Cornell Brooks, the president of the NAACP, cried out: “This was an act of racial terrorism. That symbol has to come down!”
(This is America, dude, but considering you would have to go back to being a nobody and work a normal job like everyone else if you didn’t go spouting off; we forgive your seeming ignorance about everyone’s rights as Americans.)
So why does the Confederate flag still fly high in SC? (Why do liberals attach any meaning to the Confederate flag when they say no one should care about burning an American flag because it’s only a piece of cloth?)
Stupid political thinking aside, the Confederate flag still flies because it’s the law. Foreman confirms this:
He also confirms something else we have previously stated: The Confederate flag isn’t “about racism; it is about Southern pride and heritage.” He also reports that even the height of the “flag at the state capitol is mandated in the law — 30 feet.” He adds that “the flagpole lacks a pulley system, meaning that unless lawmakers vote to take it down, there is only one other position it can fly: all the way up.”

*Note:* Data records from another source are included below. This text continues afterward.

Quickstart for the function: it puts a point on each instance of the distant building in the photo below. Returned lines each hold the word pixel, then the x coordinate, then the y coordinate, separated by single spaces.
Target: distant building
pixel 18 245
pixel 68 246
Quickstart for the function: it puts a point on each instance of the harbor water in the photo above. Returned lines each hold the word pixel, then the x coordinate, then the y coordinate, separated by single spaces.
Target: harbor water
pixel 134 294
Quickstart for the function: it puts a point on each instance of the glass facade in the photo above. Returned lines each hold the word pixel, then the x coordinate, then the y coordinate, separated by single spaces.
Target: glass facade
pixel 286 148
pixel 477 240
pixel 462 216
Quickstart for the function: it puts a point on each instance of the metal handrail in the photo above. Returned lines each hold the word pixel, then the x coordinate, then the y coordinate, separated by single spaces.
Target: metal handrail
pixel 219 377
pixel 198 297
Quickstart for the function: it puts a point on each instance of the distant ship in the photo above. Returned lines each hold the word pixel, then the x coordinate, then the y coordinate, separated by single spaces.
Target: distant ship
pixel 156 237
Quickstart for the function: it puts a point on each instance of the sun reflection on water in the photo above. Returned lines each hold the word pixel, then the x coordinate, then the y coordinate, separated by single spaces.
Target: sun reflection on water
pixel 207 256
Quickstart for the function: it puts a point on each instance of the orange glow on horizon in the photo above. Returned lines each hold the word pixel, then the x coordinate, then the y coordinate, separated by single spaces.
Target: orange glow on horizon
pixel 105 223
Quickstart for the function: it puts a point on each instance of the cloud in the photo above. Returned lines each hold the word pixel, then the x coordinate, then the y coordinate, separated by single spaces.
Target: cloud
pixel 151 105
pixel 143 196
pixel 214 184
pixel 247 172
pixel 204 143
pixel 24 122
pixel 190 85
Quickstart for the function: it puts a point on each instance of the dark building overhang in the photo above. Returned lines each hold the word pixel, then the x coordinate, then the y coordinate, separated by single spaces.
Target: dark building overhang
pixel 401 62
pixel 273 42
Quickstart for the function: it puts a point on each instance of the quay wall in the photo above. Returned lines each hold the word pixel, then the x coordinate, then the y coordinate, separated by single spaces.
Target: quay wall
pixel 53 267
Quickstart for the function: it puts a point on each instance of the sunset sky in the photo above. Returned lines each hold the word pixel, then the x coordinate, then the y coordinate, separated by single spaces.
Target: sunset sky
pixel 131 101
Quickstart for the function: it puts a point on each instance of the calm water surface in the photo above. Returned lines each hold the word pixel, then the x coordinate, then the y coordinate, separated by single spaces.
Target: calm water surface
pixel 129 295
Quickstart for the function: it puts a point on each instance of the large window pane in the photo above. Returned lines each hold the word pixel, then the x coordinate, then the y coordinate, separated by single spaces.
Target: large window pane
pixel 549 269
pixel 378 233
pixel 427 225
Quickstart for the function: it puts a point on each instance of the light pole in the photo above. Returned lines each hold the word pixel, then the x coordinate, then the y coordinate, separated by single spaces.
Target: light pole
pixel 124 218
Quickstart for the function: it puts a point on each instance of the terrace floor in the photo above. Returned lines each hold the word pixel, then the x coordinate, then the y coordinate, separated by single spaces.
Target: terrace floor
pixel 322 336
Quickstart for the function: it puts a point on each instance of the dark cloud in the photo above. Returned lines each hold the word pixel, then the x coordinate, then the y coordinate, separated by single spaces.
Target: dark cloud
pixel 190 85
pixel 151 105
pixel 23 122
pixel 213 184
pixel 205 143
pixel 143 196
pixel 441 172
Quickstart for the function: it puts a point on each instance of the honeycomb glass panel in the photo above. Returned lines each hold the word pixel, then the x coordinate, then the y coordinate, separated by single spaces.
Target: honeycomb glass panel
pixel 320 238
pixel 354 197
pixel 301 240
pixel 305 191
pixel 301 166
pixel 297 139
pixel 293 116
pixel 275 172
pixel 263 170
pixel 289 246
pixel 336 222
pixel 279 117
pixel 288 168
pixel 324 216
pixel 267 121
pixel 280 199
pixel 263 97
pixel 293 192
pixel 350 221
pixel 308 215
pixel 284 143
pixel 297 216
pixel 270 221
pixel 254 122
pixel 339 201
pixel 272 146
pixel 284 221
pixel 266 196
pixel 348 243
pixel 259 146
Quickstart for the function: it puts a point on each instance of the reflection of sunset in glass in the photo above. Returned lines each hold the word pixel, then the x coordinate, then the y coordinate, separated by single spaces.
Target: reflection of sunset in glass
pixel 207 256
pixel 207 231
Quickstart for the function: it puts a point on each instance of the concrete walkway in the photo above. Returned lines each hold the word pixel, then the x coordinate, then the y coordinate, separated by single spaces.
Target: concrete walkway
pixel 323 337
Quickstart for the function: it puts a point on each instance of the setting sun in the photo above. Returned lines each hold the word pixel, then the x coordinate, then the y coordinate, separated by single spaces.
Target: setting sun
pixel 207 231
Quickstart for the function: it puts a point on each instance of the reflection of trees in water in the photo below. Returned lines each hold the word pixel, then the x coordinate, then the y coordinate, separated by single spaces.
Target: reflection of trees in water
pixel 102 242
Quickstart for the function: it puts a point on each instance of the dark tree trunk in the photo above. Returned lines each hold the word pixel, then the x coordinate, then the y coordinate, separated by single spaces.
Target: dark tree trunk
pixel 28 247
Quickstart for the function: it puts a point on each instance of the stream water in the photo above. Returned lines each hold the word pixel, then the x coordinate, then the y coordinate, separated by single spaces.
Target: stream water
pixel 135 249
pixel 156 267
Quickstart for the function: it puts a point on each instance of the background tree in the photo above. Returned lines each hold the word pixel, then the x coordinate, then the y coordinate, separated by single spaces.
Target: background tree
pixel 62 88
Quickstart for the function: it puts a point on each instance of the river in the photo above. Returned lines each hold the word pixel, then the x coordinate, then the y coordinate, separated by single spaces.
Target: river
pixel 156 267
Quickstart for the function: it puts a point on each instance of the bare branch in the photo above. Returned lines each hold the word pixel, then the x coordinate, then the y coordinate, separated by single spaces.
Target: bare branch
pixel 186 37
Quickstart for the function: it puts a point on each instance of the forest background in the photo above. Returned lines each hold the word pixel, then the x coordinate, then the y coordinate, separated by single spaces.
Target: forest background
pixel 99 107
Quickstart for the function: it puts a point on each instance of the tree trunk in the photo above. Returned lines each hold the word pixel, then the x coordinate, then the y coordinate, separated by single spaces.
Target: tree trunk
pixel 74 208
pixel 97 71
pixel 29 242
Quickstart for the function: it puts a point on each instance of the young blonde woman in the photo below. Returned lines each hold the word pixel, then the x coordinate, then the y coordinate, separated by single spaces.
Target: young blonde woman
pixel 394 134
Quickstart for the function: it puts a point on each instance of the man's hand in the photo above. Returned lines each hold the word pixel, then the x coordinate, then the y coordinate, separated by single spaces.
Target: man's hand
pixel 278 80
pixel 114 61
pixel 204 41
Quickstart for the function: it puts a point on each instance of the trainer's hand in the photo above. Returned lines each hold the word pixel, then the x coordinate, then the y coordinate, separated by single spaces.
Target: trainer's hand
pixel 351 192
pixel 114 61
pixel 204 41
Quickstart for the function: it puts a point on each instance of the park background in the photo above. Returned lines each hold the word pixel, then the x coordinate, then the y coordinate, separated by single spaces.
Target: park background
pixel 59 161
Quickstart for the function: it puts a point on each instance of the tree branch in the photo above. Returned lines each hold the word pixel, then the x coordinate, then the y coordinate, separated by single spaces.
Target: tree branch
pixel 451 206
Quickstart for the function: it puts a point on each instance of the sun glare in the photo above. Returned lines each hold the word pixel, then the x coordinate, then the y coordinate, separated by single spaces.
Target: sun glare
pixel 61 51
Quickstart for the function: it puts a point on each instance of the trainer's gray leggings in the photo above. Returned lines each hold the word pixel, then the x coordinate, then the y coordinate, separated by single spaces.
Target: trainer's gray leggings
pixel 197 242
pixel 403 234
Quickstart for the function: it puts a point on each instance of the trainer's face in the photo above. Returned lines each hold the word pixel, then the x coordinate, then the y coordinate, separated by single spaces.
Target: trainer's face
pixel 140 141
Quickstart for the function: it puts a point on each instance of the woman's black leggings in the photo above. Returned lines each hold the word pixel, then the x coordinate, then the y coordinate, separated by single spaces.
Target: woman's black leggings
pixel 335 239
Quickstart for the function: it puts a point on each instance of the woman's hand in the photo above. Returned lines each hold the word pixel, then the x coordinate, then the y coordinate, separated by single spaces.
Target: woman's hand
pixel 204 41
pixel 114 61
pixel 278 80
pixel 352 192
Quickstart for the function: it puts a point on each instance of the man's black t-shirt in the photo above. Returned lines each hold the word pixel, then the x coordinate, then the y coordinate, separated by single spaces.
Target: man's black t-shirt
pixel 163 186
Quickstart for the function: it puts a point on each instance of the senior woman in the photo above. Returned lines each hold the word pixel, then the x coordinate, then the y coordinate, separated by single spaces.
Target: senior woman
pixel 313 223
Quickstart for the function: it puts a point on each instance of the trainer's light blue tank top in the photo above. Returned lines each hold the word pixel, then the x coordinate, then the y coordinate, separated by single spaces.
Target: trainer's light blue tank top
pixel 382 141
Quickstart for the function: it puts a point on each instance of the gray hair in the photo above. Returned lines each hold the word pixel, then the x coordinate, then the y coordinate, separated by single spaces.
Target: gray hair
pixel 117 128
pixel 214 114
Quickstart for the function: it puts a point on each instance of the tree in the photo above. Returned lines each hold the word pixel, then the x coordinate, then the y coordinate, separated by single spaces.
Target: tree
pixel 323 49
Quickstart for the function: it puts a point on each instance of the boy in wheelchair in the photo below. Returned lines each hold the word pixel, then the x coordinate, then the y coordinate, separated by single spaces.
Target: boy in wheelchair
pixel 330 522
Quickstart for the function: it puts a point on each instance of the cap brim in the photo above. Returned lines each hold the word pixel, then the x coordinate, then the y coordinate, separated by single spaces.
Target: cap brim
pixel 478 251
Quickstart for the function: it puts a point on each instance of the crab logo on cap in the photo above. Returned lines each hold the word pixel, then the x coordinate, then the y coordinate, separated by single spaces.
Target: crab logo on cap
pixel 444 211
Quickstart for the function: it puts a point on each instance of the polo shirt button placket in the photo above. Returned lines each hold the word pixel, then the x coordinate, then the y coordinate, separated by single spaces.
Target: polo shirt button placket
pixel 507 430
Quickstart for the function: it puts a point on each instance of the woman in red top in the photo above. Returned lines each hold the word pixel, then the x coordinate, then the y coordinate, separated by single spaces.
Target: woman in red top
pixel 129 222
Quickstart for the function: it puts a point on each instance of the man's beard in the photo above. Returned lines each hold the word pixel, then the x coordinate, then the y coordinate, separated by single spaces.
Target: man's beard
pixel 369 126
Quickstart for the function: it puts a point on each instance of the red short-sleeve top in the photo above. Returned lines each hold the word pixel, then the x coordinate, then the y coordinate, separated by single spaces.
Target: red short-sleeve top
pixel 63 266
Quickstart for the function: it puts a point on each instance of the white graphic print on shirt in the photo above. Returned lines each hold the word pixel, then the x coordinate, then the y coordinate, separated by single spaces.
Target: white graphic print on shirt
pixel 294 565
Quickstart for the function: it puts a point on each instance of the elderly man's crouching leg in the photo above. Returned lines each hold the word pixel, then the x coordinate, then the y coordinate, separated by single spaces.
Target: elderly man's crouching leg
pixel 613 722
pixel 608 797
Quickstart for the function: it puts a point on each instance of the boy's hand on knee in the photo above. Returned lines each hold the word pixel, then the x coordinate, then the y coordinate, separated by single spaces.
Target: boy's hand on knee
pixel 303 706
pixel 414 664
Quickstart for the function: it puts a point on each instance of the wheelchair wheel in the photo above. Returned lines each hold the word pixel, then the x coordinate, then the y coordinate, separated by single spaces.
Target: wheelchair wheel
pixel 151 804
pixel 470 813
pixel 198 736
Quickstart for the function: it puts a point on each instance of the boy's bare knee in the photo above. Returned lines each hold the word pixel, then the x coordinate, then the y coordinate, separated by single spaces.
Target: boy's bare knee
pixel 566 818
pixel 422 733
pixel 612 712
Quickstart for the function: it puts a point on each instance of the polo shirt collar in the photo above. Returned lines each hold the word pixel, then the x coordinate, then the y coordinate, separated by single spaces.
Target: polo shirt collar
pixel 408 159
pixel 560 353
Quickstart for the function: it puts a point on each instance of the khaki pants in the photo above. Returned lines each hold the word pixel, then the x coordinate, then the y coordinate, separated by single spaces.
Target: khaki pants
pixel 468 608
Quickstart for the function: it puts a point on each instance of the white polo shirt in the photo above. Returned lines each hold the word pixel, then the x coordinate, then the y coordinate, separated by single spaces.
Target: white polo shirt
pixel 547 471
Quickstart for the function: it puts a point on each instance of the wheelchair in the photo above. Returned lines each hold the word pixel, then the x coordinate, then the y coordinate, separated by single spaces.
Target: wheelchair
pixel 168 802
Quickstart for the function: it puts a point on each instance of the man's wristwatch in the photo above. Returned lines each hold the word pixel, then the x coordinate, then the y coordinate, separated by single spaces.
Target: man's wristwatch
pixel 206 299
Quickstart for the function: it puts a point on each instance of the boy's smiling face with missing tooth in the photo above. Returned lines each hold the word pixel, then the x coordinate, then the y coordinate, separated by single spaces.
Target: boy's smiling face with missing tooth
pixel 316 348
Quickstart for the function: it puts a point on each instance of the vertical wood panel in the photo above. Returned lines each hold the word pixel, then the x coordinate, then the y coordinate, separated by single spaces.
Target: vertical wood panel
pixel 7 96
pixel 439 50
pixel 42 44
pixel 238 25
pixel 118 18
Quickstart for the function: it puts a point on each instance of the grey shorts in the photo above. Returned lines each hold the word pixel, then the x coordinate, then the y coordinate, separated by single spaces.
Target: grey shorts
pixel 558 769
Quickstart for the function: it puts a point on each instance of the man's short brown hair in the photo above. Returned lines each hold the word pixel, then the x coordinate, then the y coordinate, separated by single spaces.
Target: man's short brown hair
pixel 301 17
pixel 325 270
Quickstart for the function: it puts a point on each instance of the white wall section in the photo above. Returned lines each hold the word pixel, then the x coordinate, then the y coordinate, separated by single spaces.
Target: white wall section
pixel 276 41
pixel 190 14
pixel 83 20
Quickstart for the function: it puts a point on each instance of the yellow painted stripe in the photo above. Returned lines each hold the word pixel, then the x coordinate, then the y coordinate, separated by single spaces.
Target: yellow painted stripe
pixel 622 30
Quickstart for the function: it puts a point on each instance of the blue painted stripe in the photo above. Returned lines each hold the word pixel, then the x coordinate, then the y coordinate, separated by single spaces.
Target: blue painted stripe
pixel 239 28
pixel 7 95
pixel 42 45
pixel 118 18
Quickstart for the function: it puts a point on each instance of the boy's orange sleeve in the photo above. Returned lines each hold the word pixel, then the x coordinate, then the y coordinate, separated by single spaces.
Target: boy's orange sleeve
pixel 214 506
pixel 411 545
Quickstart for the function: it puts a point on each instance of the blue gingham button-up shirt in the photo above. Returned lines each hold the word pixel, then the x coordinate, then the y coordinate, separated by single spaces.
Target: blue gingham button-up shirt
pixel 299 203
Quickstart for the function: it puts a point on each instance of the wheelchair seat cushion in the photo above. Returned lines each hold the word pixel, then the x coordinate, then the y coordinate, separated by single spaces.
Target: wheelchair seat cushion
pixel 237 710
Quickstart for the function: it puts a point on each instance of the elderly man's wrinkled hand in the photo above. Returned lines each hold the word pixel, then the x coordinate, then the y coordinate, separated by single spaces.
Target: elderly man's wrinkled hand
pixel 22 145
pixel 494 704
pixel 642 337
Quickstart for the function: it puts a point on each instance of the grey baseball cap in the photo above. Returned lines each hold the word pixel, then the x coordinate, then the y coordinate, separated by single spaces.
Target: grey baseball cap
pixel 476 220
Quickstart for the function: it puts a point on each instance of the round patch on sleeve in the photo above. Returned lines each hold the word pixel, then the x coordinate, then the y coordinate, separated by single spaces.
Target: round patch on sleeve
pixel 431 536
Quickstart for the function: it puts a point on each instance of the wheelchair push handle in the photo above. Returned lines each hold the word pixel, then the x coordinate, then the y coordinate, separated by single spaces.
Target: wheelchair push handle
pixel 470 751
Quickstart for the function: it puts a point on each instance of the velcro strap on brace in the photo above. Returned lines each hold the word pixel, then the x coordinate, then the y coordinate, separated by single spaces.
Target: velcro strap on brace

Throughout the South the Confederate flag is “an emblem of regional pride”. In fact, it’s part of the official SC state flag. Foreman also confirms that the Confederate flag “is an amalgam of several designs and was never the official banner of the whole South.” (Your rockin’ writer explained this awhile back, in fact.)
Majority rules obviously means nothing either. The SC population is less than 28 percent black and some of those folks could care less and/or have no issue with the flag.
No legislation to ban the flag has ever passed in South Carolina. Even our half-black president believes the Confederate flag (according to Washington officials) “has a place in America.”
You ask the questions. We provide the answers.